Laurenza: «Questa squadra
guarda negli occhi come me»

Il presidente Laurenza trabocca di entusiasmo. La corsa in stampelle dai suoi tifosi parla da sola. «Contro la Reggina sarò con loro nei distinti»

Partita, sorriso, rientro verso un’altra pagina del libro, integralmente da scrivere: la domenica di Nicola Laurenza è familiare, com’è peraltro stato il viaggio in Campania, speso con Alessandra e bimbo Leonardo. Una stoccata e fuga chiamata Avellino, portatrice sana di pensieri costruttivi.

«Che ambiente»

Interno giorno, salotto. Lo schermo trasmette gli scampoli di Sassuolo-Inter, imbarazzante per i neroverdi. Re Nicola è lì: «Mi spiace tremendamente per Pucio, tifavo per lui… ma lo 0-7 spiega a sufficienza».

Pucino ha scelto la parte sbagliata per entrare dentro un tabellino di A: l’autogol. Non avere paura Raffaele, il coraggio non ti manca.

Avellino, trasferta di famiglia: «Mia moglie soffre troppo a stare a casa, quindi partecipa ogni volta che può. È la seconda volta con lei e Leonardo, la prima a Castellammare per la Coppa Italia». Trasferta di stretta di mano: «È stato bello e ringrazio il presidente Walter Taccone, mi ha ricevuto da padrone di casa come nessun’altro finora. Ho scoperto un uomo squisito e un pubblico coinvolgente, istruttivo farsi raccontare il percorso dalla rifondazione del 2009 alla B, con tre promozioni. Indicava orgoglioso la curva: “Vedi? Là in D c’erano 100 persone, adesso invece è piena”».

Convergenza: «Sta cercando di cambiare il modo di vivere il calcio ad Avellino, sembra ci stia riuscendo ed è lodevole. Gli ho augurato un grande campionato, tranne le partite con noi».

«Sotto la curva»

A perdifiato, dagli appassionati varesini nonostante le stampelle: «Ogni volta che riuscirò a corrompere i commissari di campo, andrò a rendere omaggio ai nostri tifosi. A Cesena e Castellammare non ci sono riuscito, a Latina ed Avellino sì: andare sotto al loro settore è una forma di rispetto, un omaggio a chi si spara ore e ore di viaggio. Farlo mi dà la carica e sono convinto esalti anche loro, la squadra ha bisogno di calore».
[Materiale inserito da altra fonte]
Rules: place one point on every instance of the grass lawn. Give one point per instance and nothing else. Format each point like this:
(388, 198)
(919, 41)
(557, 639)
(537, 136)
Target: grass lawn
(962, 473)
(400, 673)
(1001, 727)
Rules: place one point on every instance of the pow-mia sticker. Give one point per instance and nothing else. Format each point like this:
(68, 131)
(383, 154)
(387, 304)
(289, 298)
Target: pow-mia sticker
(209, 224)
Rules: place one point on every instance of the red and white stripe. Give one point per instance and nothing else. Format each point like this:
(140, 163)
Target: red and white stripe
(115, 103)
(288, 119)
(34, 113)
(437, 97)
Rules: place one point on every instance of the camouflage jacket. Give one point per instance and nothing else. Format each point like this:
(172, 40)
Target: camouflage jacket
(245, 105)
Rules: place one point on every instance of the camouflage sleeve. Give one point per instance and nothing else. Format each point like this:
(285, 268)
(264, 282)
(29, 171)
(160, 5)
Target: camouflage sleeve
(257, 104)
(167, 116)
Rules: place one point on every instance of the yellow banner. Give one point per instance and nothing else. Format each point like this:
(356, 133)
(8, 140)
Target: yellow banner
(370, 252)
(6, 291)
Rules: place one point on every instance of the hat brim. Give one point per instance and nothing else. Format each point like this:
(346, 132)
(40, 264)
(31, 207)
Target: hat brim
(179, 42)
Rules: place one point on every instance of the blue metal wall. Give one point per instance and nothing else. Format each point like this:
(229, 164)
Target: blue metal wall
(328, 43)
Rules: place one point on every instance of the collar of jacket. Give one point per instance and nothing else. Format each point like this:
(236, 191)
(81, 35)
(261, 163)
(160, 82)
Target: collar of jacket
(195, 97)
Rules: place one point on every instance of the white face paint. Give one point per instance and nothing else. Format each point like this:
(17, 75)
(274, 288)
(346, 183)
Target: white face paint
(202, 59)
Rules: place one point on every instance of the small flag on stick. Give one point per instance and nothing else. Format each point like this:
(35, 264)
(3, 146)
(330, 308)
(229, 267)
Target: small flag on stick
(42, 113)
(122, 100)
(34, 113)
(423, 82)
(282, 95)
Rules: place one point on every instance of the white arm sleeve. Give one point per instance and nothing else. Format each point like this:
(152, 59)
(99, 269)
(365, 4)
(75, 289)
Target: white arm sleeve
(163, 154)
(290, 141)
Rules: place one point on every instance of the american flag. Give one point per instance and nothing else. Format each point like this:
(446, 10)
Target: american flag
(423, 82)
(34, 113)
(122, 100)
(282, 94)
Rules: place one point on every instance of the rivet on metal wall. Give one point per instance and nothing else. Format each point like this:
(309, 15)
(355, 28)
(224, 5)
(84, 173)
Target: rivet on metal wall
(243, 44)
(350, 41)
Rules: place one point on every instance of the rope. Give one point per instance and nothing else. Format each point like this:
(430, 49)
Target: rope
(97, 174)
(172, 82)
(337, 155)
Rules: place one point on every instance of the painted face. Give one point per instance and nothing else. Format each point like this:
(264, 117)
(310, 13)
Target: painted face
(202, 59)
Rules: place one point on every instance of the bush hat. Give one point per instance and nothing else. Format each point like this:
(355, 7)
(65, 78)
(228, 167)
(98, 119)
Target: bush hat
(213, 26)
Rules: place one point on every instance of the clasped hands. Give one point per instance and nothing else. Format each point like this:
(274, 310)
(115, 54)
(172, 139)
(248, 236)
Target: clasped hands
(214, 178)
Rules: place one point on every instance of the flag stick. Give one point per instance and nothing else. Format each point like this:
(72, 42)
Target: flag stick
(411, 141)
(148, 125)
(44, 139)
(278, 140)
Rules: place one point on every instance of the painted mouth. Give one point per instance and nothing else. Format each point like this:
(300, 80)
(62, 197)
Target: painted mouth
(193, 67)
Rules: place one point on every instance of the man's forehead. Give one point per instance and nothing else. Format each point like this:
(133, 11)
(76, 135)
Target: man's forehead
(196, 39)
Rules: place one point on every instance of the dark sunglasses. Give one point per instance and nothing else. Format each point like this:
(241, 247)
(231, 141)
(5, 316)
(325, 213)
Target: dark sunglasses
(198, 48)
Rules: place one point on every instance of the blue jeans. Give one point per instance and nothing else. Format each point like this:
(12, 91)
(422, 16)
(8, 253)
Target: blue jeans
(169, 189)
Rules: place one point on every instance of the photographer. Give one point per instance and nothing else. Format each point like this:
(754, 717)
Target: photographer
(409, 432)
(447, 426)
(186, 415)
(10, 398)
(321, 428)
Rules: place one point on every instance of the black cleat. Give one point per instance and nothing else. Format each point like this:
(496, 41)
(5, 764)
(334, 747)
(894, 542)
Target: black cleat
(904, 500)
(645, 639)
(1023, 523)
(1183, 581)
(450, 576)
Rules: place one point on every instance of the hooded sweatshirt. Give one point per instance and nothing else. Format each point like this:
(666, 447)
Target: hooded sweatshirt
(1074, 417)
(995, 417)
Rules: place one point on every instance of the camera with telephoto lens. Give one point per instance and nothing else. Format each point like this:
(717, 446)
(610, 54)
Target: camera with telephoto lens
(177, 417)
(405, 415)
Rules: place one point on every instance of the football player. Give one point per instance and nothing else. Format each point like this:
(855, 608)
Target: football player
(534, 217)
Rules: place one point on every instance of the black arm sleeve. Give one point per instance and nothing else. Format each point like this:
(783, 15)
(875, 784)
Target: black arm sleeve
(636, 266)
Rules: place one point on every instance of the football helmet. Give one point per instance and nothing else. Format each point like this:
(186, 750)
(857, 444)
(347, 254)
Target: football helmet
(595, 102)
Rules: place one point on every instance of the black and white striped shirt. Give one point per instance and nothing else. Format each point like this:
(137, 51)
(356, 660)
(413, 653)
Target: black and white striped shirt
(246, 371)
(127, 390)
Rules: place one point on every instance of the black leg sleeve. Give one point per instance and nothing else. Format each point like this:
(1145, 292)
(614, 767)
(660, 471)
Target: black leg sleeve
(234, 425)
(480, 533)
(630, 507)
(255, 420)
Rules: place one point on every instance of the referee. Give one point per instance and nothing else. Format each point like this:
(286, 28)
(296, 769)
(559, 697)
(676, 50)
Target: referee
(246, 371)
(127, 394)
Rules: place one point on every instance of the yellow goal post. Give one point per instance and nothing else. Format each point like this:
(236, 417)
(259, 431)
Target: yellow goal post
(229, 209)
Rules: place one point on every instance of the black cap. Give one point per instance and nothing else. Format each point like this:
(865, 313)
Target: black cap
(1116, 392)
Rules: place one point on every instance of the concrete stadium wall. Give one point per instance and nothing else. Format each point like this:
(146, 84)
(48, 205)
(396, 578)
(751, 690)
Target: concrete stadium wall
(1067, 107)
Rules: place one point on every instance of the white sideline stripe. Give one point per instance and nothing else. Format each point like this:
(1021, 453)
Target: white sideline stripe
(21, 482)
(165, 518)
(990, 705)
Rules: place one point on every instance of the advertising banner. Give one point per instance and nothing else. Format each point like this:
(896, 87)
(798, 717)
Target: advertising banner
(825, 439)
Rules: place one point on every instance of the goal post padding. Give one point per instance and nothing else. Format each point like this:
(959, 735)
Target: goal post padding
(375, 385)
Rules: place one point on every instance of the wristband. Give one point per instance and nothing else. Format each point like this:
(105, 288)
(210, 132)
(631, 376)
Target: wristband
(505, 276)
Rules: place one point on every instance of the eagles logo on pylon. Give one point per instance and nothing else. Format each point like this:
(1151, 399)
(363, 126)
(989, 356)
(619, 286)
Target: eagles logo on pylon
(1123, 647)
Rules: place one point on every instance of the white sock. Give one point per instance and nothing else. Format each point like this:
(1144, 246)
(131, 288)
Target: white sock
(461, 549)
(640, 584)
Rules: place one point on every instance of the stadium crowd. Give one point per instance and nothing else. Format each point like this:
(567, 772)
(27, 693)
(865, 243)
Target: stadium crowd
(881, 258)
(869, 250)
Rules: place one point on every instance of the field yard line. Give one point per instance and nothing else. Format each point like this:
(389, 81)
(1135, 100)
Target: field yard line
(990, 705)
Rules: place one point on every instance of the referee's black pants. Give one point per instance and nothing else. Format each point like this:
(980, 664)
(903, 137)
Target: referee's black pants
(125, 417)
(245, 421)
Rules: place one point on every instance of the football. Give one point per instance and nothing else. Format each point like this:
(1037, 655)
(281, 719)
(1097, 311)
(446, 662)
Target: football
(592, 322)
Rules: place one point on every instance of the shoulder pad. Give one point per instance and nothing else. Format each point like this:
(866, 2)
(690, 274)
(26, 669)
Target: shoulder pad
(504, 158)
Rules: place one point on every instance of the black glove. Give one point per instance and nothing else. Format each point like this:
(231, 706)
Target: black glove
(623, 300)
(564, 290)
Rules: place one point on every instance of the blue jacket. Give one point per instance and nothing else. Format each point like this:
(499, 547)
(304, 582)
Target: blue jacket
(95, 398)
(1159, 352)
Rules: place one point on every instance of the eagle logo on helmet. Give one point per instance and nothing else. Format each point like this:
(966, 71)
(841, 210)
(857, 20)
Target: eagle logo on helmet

La partita: «Soddisfatto, ottimo primo tempo ma nel secondo ci hanno messo sotto. Potevamo perdere, fosse finita 2-1 non avremmo potuto accampare scuse. Lode al gruppo che ha tenuto, l’Avellino ha mostrato di che pasta è fatto. Assolutamente contento anche delle prime cinque giornate, portare avanti una linea verde implica pazienza: sono tranquillo, il campionato non lo considero di 42 partite, ma 46 o magari 47, visto le nuove regole playoff».

A proposito di stampelle: «Il crociato non è rotto, il tono muscolare buono mi ha salvato dal crac vero». Da un ex canottiere difficile attendersi altro. Promessa a se stesso: «Un paio di mesi e torno a giocare, mi manca il calcetto del giovedì».

«Ragazzi emozionati»

Oggi termina la campagna abbonamenti, oltre cima 2.000: «È una quota onesta dalla quale partire. Ogni situazione è il prodotto del passato che l’ha creata: un Varese privo di temperamento esaltante ha sicuramente allontanato. Parlando di 3.000 tessere ho fatto agonismo dialettico, alzando l’asticella: sapevo sarebbe stato impossibile, ma era mio compito spingere».

Luce oltre la nube: «Sono certo che questa squadra riavvicinerà, perché sa emozionare, è tornata a parlare occhi negli occhi. Sono felicissimo, voglio sperare sia anche stato merito del mio temperamento: mi riconosco nel gruppo, a loro chiedo di affrontare gli ostacoli con convinzione e leggerezza, proprio come faccio io nella mia vita».

Prosegue il tour presidenziale: «Volevo andare nei distinti già con il Pescara, mi scuso per non esserci riuscito. Per Varese-Reggina sarò lì, voglioso di abbracciare un altro pezzo di Franco Ossola, di capire le sue richieste e le sue necessità».